Snow Leopard hits the headlines
- WSJ’s Walt Mossberg says Snow Leopard “isn’t a big breakthrough for average users, and, even at $29, it isn’t a typical Apple lust-provoking product.”
- NYT’s David Pogue thinks that even for Leopard-running users “paying the $30 for Snow Leopard is a no-brainer,” citing “the leap forward in speed polish.”
- CNET’s Jason Parker recommends upgrading “for all the new features and Microsoft Exchange,” noting that the publication’s tests indicate that Snow Leopard is “slightly slower than the older version of Leopard in more intensive application processes.”
- Chicago-Sun Times’ Andy Ihnatko dubbed Snow Leopard an “impressive and important update that will revitalize your existing Mac.”
- USA Today’s Edward C. Baig is convinced that “Snow Leopard should delight Mac fans, especially those who use Exchange at work,” adding that Snow Leopard “adds bite, especially for business.”
- AP’s Peter Svensson notes that Snow Leopard’s benefits will be most apparent down the road, while Windows 7 promises more of an immediate payoff.”
- Macworld’s Jason Snell says “it’s a collection of feature tweaks and upgrades, as well as under-the-hood modifications that might not pay off for users immediately,” adding that the low upgrade price makes it worthwile for “all but the most casual, low-impact Mac users.”
- Engadget points out that “the sheer amount of little tweaks and added functionality more than justifies skipping that last round of drinks at the bar,” speculating that “Exchange support alone has made the sale for a lot of people.”
- Gizmodo cited “modest changes” and non-existent performance gains in non-optimized third-party apps as key reasons for holding off on Snow Leopard “for at least awhile.”

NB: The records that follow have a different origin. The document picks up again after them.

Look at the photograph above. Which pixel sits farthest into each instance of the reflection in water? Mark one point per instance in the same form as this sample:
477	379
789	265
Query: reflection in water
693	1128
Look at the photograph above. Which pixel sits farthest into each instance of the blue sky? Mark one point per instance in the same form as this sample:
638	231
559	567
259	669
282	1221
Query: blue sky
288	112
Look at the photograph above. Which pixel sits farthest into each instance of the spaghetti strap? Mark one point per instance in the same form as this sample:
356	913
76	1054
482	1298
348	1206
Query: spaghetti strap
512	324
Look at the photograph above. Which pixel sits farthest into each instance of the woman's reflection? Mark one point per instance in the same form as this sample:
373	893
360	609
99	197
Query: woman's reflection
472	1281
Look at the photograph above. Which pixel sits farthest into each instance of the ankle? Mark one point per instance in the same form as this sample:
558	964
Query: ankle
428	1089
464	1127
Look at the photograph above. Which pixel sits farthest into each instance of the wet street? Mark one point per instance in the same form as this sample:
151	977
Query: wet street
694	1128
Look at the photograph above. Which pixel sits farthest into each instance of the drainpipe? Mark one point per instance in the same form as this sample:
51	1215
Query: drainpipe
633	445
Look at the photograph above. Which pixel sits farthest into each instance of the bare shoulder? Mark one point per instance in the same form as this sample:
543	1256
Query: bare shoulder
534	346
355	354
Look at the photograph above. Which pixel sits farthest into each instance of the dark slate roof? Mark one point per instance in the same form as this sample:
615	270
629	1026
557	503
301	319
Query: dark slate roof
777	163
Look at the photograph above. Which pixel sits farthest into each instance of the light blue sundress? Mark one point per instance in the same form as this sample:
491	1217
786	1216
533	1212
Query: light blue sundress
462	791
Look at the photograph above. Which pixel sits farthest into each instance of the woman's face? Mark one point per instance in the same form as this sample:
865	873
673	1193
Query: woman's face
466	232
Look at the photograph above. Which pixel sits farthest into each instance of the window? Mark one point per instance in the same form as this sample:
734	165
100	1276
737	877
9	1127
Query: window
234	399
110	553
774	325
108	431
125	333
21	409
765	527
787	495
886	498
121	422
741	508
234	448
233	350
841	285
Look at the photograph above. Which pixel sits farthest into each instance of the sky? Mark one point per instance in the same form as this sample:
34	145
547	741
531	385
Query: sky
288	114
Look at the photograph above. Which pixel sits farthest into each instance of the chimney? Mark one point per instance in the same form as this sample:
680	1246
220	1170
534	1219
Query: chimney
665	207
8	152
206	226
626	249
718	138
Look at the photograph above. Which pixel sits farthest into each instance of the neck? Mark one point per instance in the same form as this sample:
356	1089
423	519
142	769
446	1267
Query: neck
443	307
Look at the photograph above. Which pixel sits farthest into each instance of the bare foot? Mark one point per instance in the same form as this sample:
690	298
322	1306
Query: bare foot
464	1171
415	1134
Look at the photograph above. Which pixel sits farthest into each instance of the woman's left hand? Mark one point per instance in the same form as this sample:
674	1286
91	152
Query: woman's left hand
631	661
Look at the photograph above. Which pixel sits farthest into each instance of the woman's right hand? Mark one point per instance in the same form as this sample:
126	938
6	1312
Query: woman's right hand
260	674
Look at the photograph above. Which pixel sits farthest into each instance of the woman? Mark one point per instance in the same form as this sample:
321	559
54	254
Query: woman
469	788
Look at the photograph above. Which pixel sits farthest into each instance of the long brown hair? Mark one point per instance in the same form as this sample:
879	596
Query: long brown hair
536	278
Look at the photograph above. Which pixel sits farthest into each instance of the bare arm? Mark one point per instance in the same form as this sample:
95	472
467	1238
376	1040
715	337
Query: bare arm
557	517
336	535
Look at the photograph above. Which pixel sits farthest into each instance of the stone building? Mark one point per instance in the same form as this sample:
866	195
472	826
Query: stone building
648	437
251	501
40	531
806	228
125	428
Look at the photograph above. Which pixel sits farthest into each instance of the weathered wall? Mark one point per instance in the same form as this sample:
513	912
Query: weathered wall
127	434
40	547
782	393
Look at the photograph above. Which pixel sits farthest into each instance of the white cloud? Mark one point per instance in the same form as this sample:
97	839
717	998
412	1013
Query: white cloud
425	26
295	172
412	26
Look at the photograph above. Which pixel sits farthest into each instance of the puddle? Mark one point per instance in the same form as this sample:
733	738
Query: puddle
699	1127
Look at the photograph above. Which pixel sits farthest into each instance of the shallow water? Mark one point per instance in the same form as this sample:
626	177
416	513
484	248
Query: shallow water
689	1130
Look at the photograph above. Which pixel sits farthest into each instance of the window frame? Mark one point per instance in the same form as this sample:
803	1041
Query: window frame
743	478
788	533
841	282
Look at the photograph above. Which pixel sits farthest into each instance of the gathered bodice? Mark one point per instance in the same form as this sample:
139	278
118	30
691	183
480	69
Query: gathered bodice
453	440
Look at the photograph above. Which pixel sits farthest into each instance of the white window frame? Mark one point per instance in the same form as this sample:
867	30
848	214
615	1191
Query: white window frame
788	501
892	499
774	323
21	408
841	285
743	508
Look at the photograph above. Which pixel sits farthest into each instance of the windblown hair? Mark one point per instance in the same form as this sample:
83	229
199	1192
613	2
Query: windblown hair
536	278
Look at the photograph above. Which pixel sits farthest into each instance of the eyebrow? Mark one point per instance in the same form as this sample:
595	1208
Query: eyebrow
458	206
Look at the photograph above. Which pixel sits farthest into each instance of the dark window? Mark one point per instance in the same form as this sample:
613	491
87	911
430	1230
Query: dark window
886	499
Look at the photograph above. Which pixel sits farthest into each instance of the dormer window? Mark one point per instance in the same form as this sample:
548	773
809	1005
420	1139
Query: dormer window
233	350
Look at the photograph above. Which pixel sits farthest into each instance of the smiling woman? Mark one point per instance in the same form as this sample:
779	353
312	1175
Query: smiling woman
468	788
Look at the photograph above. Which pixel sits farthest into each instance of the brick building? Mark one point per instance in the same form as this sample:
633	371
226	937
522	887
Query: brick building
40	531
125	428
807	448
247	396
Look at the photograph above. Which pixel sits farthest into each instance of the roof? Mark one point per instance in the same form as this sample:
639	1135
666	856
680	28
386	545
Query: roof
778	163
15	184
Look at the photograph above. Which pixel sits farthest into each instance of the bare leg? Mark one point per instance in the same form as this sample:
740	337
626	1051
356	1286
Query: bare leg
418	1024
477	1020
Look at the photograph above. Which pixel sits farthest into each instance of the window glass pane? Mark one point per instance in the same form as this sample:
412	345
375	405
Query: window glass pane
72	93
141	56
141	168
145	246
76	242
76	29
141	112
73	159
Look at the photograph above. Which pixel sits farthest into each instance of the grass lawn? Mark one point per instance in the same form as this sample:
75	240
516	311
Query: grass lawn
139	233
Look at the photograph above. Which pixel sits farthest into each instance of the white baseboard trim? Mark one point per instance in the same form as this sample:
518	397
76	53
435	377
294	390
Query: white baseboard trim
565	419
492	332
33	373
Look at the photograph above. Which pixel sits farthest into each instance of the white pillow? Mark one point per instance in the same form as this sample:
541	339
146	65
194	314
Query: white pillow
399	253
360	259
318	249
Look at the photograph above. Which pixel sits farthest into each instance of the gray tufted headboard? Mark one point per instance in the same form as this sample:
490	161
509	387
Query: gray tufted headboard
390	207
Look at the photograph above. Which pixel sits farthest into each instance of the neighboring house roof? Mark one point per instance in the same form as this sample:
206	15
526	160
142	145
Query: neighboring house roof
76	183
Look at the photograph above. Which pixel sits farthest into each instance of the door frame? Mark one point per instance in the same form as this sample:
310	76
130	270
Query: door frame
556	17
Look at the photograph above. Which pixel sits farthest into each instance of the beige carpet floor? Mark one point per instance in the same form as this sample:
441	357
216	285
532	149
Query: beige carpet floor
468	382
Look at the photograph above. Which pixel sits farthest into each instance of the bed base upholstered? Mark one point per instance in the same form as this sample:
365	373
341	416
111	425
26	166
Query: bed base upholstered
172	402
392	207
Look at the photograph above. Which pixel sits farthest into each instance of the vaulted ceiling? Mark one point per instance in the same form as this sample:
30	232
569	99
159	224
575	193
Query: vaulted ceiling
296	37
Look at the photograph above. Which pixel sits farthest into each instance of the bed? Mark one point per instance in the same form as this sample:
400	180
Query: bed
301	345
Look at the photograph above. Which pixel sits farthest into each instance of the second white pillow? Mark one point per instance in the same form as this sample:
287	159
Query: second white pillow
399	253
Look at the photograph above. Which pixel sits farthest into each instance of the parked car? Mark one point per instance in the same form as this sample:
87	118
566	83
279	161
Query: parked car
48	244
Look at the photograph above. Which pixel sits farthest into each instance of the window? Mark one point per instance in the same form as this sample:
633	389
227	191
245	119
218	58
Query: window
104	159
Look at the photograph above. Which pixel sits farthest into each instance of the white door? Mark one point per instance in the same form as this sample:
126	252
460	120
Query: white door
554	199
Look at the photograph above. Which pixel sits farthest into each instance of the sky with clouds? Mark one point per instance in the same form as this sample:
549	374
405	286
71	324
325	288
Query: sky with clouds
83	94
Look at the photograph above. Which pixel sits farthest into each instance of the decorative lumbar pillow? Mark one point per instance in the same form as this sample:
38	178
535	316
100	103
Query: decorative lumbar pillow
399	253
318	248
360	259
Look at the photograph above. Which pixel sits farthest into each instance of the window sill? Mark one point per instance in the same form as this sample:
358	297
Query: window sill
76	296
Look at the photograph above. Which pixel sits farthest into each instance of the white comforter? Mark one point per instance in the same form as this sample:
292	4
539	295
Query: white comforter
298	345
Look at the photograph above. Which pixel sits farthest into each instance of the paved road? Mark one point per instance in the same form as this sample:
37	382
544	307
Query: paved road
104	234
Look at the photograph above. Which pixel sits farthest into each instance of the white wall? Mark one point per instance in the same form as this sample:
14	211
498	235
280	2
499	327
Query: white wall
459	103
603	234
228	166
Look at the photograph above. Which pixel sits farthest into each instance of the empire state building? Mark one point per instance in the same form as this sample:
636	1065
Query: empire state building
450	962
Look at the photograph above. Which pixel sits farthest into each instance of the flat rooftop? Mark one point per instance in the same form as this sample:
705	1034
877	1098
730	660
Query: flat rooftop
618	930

- Wired singled out six things to know about Snow Leopard, concluding that it “won’t deliver any radical interface changes to blow you away, but the $30 price is more than fair for the number of performance improvements Snow Leopard delivers.”
- PC Magazine compared Snow Leopard to Windows 7, finding the former “more coherent and consistent, and smoother and faster in most operations,” adding that Microsoft’s OS ups Apple’s with the Device Stage, Libraries, and PlayTo media streaming.
- Geek’s list of some of the more prominent features in Snow Leopard (here and here).